I also believe that the use of technology can just make things more interesting. I make YouTube videos concerning grammar rules, which I include when I give feedback on papers. This is, in my opinion, a more dynamic way to give feedback than simply circling an error and scribbling "comma splice" in the margin.

Again, as the old saying goes, if it ain't broke, don't fix it. In my opinion, technology alone will never be able to replace a good teacher. And the use of technology does not automatically make someone a good teacher. But if someone is a good teacher AND they find ways to use technology to augment their methods--really, who could argue against that? I have to admit that I feel a nagging suspicion that educators who protest the advance of technology for pedagogical reasons may really be expressing a fear of the unknown, or a fear than they may become obsolete or irrelevant. I understand some of the skepticism; technology by itself does not replace teaching.

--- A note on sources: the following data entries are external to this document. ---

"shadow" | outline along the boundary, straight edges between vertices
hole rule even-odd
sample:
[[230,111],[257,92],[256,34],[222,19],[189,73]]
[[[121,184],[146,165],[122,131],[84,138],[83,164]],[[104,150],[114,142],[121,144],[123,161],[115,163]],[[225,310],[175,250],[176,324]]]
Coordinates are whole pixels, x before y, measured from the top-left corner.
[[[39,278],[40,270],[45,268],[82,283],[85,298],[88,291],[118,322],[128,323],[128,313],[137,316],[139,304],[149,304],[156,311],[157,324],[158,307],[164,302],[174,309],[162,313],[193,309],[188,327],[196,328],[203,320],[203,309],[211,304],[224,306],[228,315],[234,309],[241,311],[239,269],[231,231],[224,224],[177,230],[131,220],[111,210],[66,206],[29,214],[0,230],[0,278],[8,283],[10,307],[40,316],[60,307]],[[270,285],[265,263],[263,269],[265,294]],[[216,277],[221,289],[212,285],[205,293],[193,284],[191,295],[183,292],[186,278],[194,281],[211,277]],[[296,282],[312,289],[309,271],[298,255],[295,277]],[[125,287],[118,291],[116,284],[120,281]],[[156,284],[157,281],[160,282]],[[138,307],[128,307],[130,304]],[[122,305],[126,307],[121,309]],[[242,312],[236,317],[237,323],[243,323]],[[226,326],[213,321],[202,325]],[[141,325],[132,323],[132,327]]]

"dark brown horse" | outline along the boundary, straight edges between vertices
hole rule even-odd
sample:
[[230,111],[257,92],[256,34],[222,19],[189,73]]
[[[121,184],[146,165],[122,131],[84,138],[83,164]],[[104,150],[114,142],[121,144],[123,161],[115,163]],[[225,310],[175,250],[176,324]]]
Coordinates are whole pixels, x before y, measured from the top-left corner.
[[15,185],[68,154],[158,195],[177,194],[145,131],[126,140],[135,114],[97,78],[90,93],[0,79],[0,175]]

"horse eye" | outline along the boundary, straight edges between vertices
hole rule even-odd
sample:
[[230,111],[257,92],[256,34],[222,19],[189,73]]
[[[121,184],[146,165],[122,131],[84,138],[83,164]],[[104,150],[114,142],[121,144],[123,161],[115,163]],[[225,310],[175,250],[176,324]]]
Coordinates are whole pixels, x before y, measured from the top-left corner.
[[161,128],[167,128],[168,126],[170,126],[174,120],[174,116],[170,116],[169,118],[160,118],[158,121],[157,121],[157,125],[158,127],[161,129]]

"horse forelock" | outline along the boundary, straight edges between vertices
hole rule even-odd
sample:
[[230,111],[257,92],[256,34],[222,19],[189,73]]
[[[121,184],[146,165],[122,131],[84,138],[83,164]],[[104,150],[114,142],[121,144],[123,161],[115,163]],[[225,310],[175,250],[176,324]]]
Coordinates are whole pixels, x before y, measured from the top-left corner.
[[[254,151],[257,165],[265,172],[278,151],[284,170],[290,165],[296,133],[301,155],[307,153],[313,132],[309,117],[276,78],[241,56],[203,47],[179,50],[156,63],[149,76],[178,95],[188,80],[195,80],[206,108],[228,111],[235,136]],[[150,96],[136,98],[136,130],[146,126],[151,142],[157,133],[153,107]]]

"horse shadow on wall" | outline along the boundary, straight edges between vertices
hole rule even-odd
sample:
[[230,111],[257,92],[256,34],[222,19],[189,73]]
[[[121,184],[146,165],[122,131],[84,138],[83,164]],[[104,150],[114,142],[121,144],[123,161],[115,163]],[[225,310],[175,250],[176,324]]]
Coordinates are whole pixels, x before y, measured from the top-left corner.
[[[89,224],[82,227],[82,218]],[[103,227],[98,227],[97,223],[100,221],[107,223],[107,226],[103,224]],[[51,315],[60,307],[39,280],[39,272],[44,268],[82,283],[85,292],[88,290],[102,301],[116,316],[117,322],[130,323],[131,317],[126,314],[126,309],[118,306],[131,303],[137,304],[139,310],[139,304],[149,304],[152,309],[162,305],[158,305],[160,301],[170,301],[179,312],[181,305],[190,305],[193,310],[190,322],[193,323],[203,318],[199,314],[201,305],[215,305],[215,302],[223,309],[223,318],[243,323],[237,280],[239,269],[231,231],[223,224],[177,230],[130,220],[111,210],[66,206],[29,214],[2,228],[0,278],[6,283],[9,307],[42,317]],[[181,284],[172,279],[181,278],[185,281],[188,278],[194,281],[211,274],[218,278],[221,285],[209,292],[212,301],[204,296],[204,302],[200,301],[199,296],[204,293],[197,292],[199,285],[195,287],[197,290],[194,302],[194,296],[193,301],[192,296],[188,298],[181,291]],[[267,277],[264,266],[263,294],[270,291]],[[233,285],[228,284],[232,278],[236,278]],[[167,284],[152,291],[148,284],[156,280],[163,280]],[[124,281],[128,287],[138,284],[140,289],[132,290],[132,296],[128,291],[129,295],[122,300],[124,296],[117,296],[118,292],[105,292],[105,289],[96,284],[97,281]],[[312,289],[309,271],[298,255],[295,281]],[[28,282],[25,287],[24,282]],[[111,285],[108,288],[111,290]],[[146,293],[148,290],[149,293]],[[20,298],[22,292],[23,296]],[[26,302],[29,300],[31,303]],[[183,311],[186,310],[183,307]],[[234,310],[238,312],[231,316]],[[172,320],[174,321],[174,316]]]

But why not use every tool we have in the best way we can?
I think part of what kids need to learn is how to make the decision about what to use and when. True, they might not use an online environment to do a purchase order - but they might need it for something else. When the time comes for them to use a tool . . . any tool . . . they need to have the background knowledge to make wise decisions for themselves.
Raising a hand and participating verbally - very important. Composing and writing a well thought-out discussion response - also, very important.
First, I don't think it's unrealistic to assume that a student in today's workforce will be asked to use some kind of electronic gadget and/or technology to get his/her work done. The UPS delivery person, for example, uses a touch pad that is linked to a database. So, knowing how some technology works can be important in any position.

Secondly, it makes me wonder if he lectures primarily or is more differentiated in his teaching approach. While I don't think that lecture is a bad thing, I do believe that small group work and interaction is pretty effective in student learning. Using technology is just an outgrowth of that and not a replacement.

Finally, I think it's clever for teachers to use blogs, wikis, and microblogging to inform students of what's happening in class. It hold the students accountable for getting their work done, at the very least. On the other end of the spectrum, I can see how it fires the kids up and encourages them to take learning into their own hands, expanding upon what they know and want to know.